Quick Start Guide

Overview

PruebaETL is an ETL (Extract, Transform, Load) pipeline that normalizes customer and sales data from CSV files and loads them into a SQL Server database. This guide will walk you through the complete workflow.

What you’ll accomplish:

Normalize messy CSV files with encoding issues
Extract redundant data into separate reference tables
Generate a SQL Server database with proper relationships
Load data with full referential integrity

Prerequisites

Before starting, ensure you have:

Python 3.7 or higher installed
SQL Server instance (local or remote)
SQL Server Management Studio (SSMS) or Azure Data Studio
Raw CSV files: clientes_prueba_mas_datos.csv and ventas_prueba_mas_datos.csv

Step-by-Step Workflow

Normalize Customer Data

Run the customer normalization script to clean and structure customer data:

python normalizar_datos.py

What it does:

Fixes character encoding issues (UTF-8, Latin-1, CP1252)
Normalizes date formats to YYYY-MM-DD
Cleans text fields (removes extra spaces, special characters)
Extracts cities and segments into separate tables
Generates foreign key references

Sample Input:

cliente_id,nombre,ciudad,segmento,fecha_registro
1,Clínica Guerrero S.A.,La Romana,Individual,2024-11-23
2,Raúl Pérez,San Pedro de Macorís,Retail,2024-12-12
3,Ferretería Guerrero Corp.,San Pedro de Macorís,Individual,2024-01-17

Output Files:

✓ Creado: clientes_normalizados.csv (350 registros)
✓ Creado: ciudades.csv (15 ciudades)
✓ Creado: segmentos.csv (3 segmentos)
✓ Creado: clientes_normalizados_completo.csv (350 registros)

View normalized customer schema

clientes_normalizados.csv:

cliente_id,nombre,ciudad_id,segmento_id,fecha_registro
1,Clínica Guerrero S.A.,10,2,2024-11-23
2,Raúl Pérez,12,3,2024-12-12

ciudades.csv:

ciudad_id,nombre
1,Azua
2,Barahona
3,Higüey

segmentos.csv:

segmento_id,nombre
1,Corporativo
2,Individual
3,Retail

Normalize Sales Data

Run the sales normalization script to process transaction data:

python normalizar_ventas.py

What it does:

Normalizes numeric values (removes commas, handles N/A)
Converts dates to standard format
Extracts sales channels and currencies into lookup tables
Validates foreign key relationships with customers

Sample Input:

venta_id,cliente_id,fecha,total,moneda,canal
1001,66,2025-03-27,1316.31,DOP,kiosko
1002,24,2025-01-09,2912.88,DOP,web
1003,208,2025-02-17,464.1,DOP,callcenter

Output Files:

✓ Creado: ventas_normalizadas.csv (500 registros)
✓ Creado: canales.csv (4 canales)
✓ Creado: monedas.csv (2 monedas)
✓ Creado: ventas_normalizadas_completo.csv (500 registros)

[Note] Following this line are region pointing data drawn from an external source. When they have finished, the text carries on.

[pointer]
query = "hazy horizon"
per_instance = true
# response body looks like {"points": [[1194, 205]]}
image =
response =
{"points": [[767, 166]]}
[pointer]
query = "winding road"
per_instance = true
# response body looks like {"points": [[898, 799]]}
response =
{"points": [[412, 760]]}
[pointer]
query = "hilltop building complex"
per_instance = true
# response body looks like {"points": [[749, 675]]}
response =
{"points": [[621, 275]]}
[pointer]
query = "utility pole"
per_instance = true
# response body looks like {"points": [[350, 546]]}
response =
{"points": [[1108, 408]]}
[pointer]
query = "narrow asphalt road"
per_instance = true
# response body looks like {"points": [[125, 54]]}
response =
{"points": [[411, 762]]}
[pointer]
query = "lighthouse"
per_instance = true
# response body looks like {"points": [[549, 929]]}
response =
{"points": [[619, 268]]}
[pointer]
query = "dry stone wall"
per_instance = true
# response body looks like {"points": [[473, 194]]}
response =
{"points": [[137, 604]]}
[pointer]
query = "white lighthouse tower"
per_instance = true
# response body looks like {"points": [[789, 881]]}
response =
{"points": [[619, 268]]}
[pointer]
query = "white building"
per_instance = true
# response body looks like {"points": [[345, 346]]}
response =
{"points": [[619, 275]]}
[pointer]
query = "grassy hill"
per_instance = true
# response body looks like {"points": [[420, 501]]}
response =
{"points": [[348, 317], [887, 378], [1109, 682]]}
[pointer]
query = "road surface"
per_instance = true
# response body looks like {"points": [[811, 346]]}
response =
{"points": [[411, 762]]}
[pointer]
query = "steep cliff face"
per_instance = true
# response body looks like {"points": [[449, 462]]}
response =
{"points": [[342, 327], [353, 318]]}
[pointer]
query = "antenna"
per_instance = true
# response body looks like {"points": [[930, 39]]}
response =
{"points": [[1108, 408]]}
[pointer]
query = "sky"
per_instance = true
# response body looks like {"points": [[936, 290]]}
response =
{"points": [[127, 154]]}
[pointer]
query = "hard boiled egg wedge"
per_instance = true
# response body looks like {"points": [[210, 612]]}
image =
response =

View normalized sales schema

ventas_normalizadas.csv:

venta_id,cliente_id,fecha,total,moneda_id,canal_id
1001,66,2025-03-27,1316.31,1,2
1002,24,2025-01-09,2912.88,1,4

canales.csv:

canal_id,nombre
1,callcenter
2,kiosko
3,tienda
4,web

monedas.csv:

moneda_id,codigo
1,DOP
2,USD

Organize Normalized Files

Move the generated CSV files into a cleanData directory for SQL script generation:

# Create the directory
mkdir cleanData

# Move normalized files
mv ciudades.csv segmentos.csv clientes_normalizados.csv cleanData/
mv canales.csv monedas.csv ventas_normalizadas.csv cleanData/

The SQL generation script expects normalized files in the cleanData/ directory. The original input files should remain in the project root.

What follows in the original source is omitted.